I planted my first aquarium yesterday. It's a 20 gal long NPT. I'll start a thread later with pics and tell the saga of actually getting the plants. However, I am worried that I didn't plant the rooted plants correctly. A friend on facebook who is very good with terrestrial plants suggested that maybe I planted some too deep. I am attaching pics of the micro sword, sagittaria, and a full pic where you can see the java fern and amazon sword. I am hoping those of you with experience can tell me if A) I planted them too deep and B) if I did how to correct it without disturbing the soil substrate and cap too badly. Thanks.


----------



## mudboots (Jun 24, 2009)

I like to see the plant crown of bunch plants (swords et cetera) and java fern rhizomes, like anubias, should not be buried.
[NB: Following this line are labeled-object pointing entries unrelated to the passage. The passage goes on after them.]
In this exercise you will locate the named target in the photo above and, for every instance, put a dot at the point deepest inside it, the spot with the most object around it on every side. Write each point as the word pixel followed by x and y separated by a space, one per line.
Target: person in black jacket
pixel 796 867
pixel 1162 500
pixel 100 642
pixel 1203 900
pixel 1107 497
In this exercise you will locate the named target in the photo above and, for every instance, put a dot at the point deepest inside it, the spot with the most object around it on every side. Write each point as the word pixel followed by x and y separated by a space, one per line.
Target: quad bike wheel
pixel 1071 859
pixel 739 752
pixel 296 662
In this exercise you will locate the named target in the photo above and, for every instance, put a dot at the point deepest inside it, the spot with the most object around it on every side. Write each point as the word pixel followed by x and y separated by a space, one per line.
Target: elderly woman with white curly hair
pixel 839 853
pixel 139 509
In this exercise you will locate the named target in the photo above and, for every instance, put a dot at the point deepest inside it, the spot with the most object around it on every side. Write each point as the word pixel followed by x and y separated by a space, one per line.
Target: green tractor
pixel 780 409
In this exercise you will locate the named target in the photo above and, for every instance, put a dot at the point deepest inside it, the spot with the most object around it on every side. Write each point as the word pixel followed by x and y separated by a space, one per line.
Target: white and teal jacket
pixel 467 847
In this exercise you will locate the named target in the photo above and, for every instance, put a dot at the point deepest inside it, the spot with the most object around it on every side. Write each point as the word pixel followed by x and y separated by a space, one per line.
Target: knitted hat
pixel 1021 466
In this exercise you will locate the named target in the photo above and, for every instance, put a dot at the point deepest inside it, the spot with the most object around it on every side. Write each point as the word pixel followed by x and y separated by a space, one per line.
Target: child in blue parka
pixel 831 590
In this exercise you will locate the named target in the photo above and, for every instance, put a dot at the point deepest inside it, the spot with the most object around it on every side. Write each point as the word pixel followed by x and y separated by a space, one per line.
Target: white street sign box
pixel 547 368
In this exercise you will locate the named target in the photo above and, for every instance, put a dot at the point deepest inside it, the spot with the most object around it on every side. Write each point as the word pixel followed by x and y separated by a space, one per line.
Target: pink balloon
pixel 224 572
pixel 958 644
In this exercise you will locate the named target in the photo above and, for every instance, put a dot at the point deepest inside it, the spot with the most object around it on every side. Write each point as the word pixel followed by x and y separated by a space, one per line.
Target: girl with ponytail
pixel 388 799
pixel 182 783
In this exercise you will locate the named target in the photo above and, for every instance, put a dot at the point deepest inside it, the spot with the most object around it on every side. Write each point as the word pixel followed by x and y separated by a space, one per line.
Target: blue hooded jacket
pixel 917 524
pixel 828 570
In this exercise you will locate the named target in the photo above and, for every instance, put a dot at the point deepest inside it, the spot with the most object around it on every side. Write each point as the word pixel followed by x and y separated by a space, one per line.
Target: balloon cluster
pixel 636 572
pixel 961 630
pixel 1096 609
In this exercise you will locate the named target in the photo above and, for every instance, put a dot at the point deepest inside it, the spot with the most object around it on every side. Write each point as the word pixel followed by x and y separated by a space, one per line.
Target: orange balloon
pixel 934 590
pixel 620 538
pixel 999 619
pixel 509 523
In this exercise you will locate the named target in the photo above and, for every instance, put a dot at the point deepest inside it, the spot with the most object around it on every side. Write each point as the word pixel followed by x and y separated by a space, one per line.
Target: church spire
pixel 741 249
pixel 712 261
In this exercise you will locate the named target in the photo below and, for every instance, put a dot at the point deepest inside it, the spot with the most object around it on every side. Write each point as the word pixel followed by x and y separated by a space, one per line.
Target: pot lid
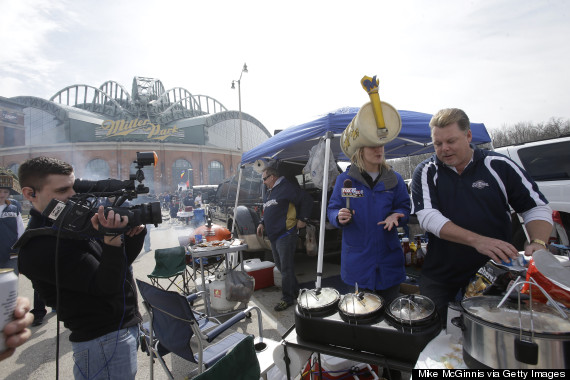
pixel 312 299
pixel 360 304
pixel 412 308
pixel 545 319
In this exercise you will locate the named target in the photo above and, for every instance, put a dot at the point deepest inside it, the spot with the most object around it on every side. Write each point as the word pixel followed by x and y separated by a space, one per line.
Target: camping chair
pixel 170 264
pixel 174 327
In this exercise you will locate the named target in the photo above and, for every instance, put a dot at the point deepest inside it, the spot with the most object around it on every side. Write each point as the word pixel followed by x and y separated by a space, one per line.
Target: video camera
pixel 75 214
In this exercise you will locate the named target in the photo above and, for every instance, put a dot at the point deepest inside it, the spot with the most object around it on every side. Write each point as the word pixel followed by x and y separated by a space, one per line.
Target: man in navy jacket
pixel 462 196
pixel 286 208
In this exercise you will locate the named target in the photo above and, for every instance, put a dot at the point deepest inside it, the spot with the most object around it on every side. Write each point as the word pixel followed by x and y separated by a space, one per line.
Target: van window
pixel 549 162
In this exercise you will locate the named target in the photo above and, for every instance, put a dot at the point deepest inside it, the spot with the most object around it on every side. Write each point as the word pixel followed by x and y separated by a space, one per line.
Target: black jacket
pixel 92 277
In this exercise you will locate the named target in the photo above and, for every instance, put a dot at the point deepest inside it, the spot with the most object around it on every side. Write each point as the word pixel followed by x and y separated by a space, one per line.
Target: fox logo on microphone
pixel 351 192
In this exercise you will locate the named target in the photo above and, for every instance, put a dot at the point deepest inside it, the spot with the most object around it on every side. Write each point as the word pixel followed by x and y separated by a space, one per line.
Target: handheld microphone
pixel 346 190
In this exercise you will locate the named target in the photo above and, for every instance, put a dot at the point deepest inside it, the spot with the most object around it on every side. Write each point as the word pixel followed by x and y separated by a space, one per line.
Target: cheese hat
pixel 363 129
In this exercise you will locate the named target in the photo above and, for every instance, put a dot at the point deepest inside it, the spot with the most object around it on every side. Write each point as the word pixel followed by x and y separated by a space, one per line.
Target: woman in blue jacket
pixel 372 255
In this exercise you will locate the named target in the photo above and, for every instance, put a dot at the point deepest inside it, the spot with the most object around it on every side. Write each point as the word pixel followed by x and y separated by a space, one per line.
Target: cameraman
pixel 92 287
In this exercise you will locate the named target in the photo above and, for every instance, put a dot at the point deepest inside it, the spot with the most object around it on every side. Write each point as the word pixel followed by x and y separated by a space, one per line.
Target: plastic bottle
pixel 413 250
pixel 420 253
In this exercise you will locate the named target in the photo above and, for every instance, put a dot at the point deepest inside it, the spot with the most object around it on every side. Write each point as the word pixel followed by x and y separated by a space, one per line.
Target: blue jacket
pixel 371 256
pixel 283 205
pixel 477 200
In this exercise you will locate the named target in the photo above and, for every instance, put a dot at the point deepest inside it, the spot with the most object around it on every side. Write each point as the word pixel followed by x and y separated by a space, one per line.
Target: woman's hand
pixel 391 221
Personally, on most plants I transplant I will bury 95% of the roots and leave the rest exposed. I found that in new substrates this keeps my plants from taking a hit if there's some anaerbic pockets or a sudden spike in this or that. But that's just me, and when I do this there is so much root mass with the species I keep that they stay put.


----------



## poissonkimbo (Dec 21, 2010)

Mudboots,

Is the rhizome the weird stick out thing that grew away from the rest of the roots? Also, I think I am unsure what is meant by the root crown. I googled forever last night around midnight looking for a good picture. Geez, I feel bad. This is the one thing I never thought to research during the months I was waiting for plants.


----------



## aquabillpers (Apr 13, 2006)

Hi,

IMO some of the plants are planted a bit deep, but, IME, that doesn't bother them that much.

Rhizomes, etc, will die if they are planted.

Good luck.

Bill


----------



## Michael (Jul 20, 2010)

I'll second Bill's opinion. Sometimes I have to plant things way too deep just so they will stay in the substrate, LOL. It doesn't seem to affect most of them at all. Aquatic plants are not nearly as sensitive in this regard as terrestrial species, with the exception of rhizome plants like Java fern, anubias, etc.
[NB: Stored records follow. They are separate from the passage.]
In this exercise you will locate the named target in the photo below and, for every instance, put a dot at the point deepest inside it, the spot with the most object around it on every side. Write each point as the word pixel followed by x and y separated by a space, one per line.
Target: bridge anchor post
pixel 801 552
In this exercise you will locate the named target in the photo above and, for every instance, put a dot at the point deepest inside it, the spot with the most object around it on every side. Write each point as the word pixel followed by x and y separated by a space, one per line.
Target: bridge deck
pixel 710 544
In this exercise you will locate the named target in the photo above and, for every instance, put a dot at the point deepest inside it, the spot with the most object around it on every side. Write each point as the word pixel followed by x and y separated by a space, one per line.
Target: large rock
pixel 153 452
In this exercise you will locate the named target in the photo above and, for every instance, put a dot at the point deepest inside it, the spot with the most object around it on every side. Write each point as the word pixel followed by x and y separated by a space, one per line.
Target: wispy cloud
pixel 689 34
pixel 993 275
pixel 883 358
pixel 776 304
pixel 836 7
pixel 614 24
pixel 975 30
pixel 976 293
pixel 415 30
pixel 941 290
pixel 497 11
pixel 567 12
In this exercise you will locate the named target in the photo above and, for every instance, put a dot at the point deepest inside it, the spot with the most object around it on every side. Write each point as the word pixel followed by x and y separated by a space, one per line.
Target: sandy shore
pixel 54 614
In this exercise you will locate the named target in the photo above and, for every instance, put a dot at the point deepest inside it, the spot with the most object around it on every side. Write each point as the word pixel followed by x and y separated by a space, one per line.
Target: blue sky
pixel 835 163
If you want, you can very slowly and gently pull the plants up out of the substrate until you can just begin to see the tops of roots where they join the leaves at the base of the rosette. This is the crown of the plant


----------



## poissonkimbo (Dec 21, 2010)

Thanks for the advice everyone. I ended up pulling the java fern up and found the rhizome so I carefully replanted it and left the rhizome sticking out of the substrate. I also carefully pulled the microsword up to what I think is the crown like you said Michael. The sagittaria is on its own because I thought it would make too big of a mess to try and pull it up.


----------